Kansas Senate advances bill on impeaching state’s top court

In this Monday, Dec. 14, 2015 file photo, Kansas Supreme Court Justices prepare to hear arguments during a session in Topeka, Kan. (AP Photo/Orlin Wagner, File)

Kansas legislators advanced a bill Monday declaring that state Supreme Court justices could be impeached for interfering too much in the Legislature’s business.

Republicans who pushed the impeachment measure to first-round approval in the Senate argued that they’re providing greater guidance on the grounds for impeaching the court’s members and removing them from office. But it’s the latest initiative from GOP conservatives in recent years putting Kansas at the center of a national effort to remake state courts.

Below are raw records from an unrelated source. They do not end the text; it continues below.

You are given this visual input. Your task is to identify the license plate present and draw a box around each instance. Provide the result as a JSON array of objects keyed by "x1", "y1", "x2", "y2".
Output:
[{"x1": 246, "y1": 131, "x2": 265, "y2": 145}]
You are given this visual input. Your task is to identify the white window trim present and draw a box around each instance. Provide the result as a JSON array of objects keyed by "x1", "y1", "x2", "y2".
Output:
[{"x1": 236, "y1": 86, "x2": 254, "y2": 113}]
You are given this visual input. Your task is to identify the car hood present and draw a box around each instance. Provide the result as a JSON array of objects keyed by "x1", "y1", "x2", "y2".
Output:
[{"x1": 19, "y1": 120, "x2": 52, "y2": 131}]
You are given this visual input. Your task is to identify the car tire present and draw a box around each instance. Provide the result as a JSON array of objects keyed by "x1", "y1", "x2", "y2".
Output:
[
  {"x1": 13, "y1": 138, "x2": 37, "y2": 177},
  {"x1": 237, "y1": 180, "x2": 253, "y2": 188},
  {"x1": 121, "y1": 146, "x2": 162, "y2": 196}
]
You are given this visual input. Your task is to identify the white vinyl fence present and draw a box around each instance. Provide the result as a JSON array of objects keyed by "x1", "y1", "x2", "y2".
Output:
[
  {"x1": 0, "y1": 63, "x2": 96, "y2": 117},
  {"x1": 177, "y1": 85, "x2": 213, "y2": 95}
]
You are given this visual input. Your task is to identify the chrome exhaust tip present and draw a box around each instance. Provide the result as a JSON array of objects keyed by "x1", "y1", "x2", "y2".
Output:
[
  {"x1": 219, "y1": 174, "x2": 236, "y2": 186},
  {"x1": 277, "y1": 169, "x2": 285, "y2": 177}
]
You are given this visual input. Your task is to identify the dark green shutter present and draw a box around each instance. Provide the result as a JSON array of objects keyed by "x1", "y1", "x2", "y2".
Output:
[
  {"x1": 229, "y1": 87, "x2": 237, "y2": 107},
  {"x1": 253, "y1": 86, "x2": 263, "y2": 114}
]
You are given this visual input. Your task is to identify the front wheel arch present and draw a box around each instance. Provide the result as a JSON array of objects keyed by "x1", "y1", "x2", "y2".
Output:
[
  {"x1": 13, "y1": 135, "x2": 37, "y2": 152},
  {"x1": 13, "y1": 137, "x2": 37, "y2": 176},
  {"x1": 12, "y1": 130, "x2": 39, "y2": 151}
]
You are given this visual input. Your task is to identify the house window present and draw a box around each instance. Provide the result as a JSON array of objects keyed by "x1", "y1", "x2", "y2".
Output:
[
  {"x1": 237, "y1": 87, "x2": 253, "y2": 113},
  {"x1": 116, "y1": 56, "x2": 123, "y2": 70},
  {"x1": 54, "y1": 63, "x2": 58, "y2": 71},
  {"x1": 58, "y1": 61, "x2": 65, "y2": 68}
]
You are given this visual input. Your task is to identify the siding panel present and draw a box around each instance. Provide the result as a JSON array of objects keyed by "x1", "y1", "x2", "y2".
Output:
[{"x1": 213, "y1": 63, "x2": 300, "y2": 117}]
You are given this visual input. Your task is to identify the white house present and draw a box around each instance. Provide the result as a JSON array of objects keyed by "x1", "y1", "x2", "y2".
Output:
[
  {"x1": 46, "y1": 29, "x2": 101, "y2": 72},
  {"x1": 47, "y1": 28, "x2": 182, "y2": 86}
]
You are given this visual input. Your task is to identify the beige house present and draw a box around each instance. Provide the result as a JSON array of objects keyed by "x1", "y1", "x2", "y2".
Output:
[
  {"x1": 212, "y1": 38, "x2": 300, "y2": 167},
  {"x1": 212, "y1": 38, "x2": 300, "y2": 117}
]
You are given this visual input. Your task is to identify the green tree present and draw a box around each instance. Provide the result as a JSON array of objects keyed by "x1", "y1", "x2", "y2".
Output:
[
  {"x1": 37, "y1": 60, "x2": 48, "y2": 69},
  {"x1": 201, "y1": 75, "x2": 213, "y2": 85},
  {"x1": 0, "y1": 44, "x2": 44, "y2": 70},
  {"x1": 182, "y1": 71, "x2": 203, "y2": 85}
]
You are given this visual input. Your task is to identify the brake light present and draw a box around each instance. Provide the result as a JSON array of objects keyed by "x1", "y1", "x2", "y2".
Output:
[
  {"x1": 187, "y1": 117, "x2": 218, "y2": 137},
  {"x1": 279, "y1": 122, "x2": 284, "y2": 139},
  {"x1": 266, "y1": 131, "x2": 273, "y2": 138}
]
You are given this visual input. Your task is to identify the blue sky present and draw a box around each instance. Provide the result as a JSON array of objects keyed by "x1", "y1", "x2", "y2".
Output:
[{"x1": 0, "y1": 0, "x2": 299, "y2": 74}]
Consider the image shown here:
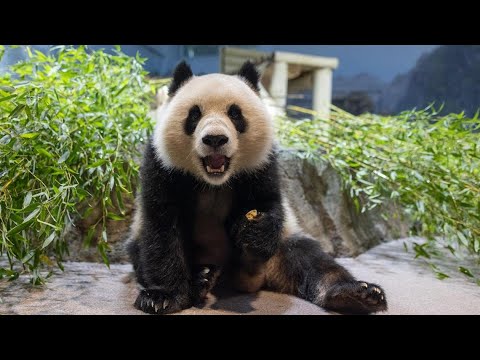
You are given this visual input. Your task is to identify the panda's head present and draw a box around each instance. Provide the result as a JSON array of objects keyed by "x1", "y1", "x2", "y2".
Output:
[{"x1": 153, "y1": 61, "x2": 274, "y2": 186}]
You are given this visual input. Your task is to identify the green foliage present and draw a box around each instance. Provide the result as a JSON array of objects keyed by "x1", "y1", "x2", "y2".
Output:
[
  {"x1": 1, "y1": 45, "x2": 478, "y2": 287},
  {"x1": 278, "y1": 105, "x2": 480, "y2": 282},
  {"x1": 0, "y1": 46, "x2": 156, "y2": 284}
]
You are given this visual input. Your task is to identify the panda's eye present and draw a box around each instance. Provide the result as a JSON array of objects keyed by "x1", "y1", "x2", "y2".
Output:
[
  {"x1": 227, "y1": 104, "x2": 247, "y2": 133},
  {"x1": 184, "y1": 105, "x2": 202, "y2": 135}
]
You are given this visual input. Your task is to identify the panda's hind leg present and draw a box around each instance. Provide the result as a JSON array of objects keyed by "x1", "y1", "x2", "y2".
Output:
[{"x1": 264, "y1": 234, "x2": 388, "y2": 314}]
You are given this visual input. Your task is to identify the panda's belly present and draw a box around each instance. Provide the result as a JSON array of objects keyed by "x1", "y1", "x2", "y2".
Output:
[{"x1": 192, "y1": 187, "x2": 233, "y2": 266}]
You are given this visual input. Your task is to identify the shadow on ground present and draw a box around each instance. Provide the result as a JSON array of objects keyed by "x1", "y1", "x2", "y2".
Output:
[{"x1": 1, "y1": 238, "x2": 479, "y2": 315}]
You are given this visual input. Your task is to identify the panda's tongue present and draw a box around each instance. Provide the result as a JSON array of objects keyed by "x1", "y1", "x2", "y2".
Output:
[{"x1": 207, "y1": 154, "x2": 226, "y2": 169}]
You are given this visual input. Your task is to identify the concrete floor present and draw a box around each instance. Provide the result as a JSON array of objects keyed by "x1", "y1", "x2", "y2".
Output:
[{"x1": 1, "y1": 238, "x2": 479, "y2": 315}]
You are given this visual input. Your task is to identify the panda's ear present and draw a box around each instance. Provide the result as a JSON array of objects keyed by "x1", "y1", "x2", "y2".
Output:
[
  {"x1": 168, "y1": 61, "x2": 194, "y2": 96},
  {"x1": 237, "y1": 61, "x2": 260, "y2": 92}
]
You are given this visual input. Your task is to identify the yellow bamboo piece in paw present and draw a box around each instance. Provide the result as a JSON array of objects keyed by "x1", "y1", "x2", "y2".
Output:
[{"x1": 245, "y1": 209, "x2": 258, "y2": 221}]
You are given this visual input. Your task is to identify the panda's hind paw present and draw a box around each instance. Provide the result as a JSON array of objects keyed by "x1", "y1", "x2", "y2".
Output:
[{"x1": 323, "y1": 281, "x2": 388, "y2": 314}]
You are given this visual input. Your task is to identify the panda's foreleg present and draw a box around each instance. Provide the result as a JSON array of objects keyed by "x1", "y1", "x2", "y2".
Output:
[
  {"x1": 131, "y1": 214, "x2": 193, "y2": 315},
  {"x1": 232, "y1": 203, "x2": 283, "y2": 261},
  {"x1": 228, "y1": 155, "x2": 287, "y2": 291},
  {"x1": 229, "y1": 200, "x2": 284, "y2": 292},
  {"x1": 263, "y1": 234, "x2": 388, "y2": 314}
]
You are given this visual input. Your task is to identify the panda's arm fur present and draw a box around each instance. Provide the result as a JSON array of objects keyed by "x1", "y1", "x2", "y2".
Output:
[
  {"x1": 229, "y1": 152, "x2": 284, "y2": 260},
  {"x1": 132, "y1": 141, "x2": 192, "y2": 308}
]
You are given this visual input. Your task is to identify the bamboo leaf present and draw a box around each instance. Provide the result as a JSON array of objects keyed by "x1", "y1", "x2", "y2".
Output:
[
  {"x1": 0, "y1": 85, "x2": 15, "y2": 93},
  {"x1": 35, "y1": 147, "x2": 54, "y2": 159},
  {"x1": 436, "y1": 272, "x2": 450, "y2": 280},
  {"x1": 7, "y1": 208, "x2": 40, "y2": 236},
  {"x1": 58, "y1": 150, "x2": 70, "y2": 164},
  {"x1": 9, "y1": 104, "x2": 25, "y2": 119},
  {"x1": 458, "y1": 267, "x2": 474, "y2": 278},
  {"x1": 20, "y1": 132, "x2": 40, "y2": 139},
  {"x1": 87, "y1": 159, "x2": 106, "y2": 169},
  {"x1": 0, "y1": 94, "x2": 16, "y2": 103},
  {"x1": 107, "y1": 212, "x2": 124, "y2": 221},
  {"x1": 23, "y1": 191, "x2": 33, "y2": 208},
  {"x1": 41, "y1": 232, "x2": 56, "y2": 249}
]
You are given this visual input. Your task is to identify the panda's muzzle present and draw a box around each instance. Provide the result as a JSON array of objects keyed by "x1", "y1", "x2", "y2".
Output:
[
  {"x1": 201, "y1": 154, "x2": 231, "y2": 175},
  {"x1": 202, "y1": 134, "x2": 228, "y2": 148}
]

The Senate considered the measure on judicial impeachment after the Kansas Supreme Court last month ordered lawmakers to increase the state’s aid to poor school districts — or see schools shut down in July. The chamber’s voice vote advanced the bill to a final vote Tuesday to determine whether the measure goes to the House.

The state constitution says Supreme Court justices can be impeached for treason, bribery or “other high crimes and misdemeanors.” The bill outlines a list of misconduct covered by the latter phrase, including attempting “to usurp” the power of other branches of state government.

Supporters in committee added a similar list of grounds for impeaching for the governor, lieutenant governor, attorney general and secretary of state and argued Monday that the measure isn’t targeted at the Supreme Court.

“There are no kings in America,” said Sen. Forrest Knox, an Altoona Republican. “There has to be a recourse and that recourse is plainly laid out.”

But critics said the measure is an attack on the judiciary’s independence.

“It’s an election year,” said Senate Minority Leader Anthony Hensley, a Topeka Democrat. “It’s a popular sport to beat up on the judicial branch.”